Is it Myth or fact? Is the pressure so intense in Boston that major league baseball players can’t take it.

Examples:

Edgar Renteria signed a 40 million dollar contract in the winter of ’04 and played so poorly he was moved the next offseason.

J.D. Drew came to Boston with a career .890 OPS and 100 games in to this season is at about .755

Julio Lugo came to Boston with a career .277 average and now has a .233 average.

Coco maybe. He has struggled ever since being in Boston except in June and July this year. Hate to jinx his changing stroke now.

Eric Gagne has allowed 7 ER in his 4 IP in Boston.

Counter Examples:

David Ortiz, Mike Lowell, Dice-K, Mark Bellhorn and about anybody doing well in Boston.

It is said that the pressure in Boston is higher then anywhere else. It can be blamed on WEEI’s relentless sports talk. Maybe the constant media coverage from people like Shaughnessy who need to create stories everyday. The worst part of being a baseball player in Boston would have to be the most obsessive fans in the world.

Even David Wells has said he felt uncomfortable in Boston. David Wells not exactly being a guy who shys away from attention. Dice-K has commented that in Boston he never has privacy. Yet many would say this year he has overperformed many peoples first year expectations of him.

On the flip side, Mark Bellhorn admitted the booing got into his head.
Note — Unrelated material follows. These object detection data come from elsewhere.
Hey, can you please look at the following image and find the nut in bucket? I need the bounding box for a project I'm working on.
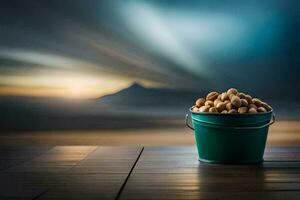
[186,88,275,163]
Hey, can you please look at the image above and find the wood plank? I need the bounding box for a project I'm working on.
[39,147,142,199]
[0,147,50,171]
[121,147,300,199]
[5,146,98,172]
[0,146,142,199]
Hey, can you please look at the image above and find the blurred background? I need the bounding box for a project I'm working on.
[0,0,300,146]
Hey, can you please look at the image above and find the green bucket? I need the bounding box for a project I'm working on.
[186,108,275,164]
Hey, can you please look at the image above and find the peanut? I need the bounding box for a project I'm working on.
[236,92,246,99]
[221,92,229,101]
[204,100,214,107]
[199,106,209,112]
[252,98,262,107]
[262,102,272,111]
[195,98,205,108]
[192,106,199,112]
[245,94,252,104]
[238,107,248,113]
[216,102,226,112]
[192,88,272,114]
[257,107,267,112]
[227,88,238,95]
[206,92,219,101]
[228,109,237,114]
[209,107,218,113]
[226,103,232,110]
[214,99,222,107]
[241,99,248,107]
[230,96,242,108]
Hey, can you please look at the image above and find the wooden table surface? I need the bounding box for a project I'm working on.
[0,146,300,200]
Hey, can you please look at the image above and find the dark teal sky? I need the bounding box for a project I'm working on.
[0,0,300,98]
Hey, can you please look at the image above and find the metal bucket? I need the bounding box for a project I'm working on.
[186,108,275,164]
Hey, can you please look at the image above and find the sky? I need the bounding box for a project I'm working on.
[0,0,300,98]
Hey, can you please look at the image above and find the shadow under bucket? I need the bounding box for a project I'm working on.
[186,108,275,164]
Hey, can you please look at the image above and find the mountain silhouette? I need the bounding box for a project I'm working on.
[99,82,206,107]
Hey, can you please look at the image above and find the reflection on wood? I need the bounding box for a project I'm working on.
[0,146,300,199]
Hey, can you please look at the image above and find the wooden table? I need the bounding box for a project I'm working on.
[0,146,300,200]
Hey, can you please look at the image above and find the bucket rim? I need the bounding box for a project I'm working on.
[189,106,273,116]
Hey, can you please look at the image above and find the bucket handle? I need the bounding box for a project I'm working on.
[185,114,195,130]
[185,113,276,130]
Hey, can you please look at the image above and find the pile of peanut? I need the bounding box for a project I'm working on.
[192,88,272,114]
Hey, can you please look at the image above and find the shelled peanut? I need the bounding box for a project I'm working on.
[192,88,272,114]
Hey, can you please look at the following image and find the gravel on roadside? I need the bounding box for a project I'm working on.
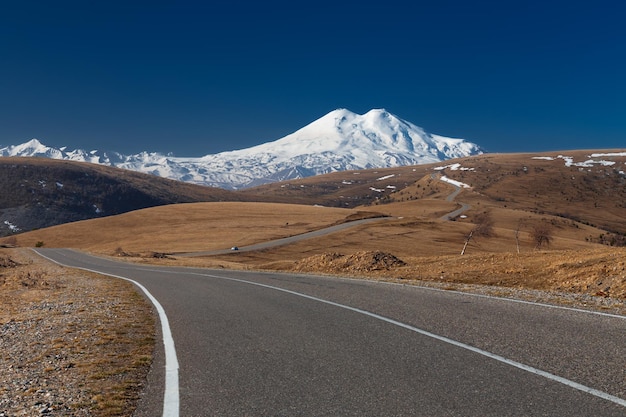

Yet in 2004, he had one of his best seasons ever in Boston. And when he went to San Diego, one of the most laid back places in baseball, he had one of his worst seasons ever.

So currently, is Gagne another victim of a big city fever?

Gagne did spend his best years in LA LA land. The attention isn’t as big as in Boston but bigger then most small cities. Gagne so far has been a bombshell. With two outs hitters have been 5 for 8 against Gagne. He’s allowed 3 more ER then innings pitched. But he has only been in Boston for a couple weeks.

So does going to a big city hurt players?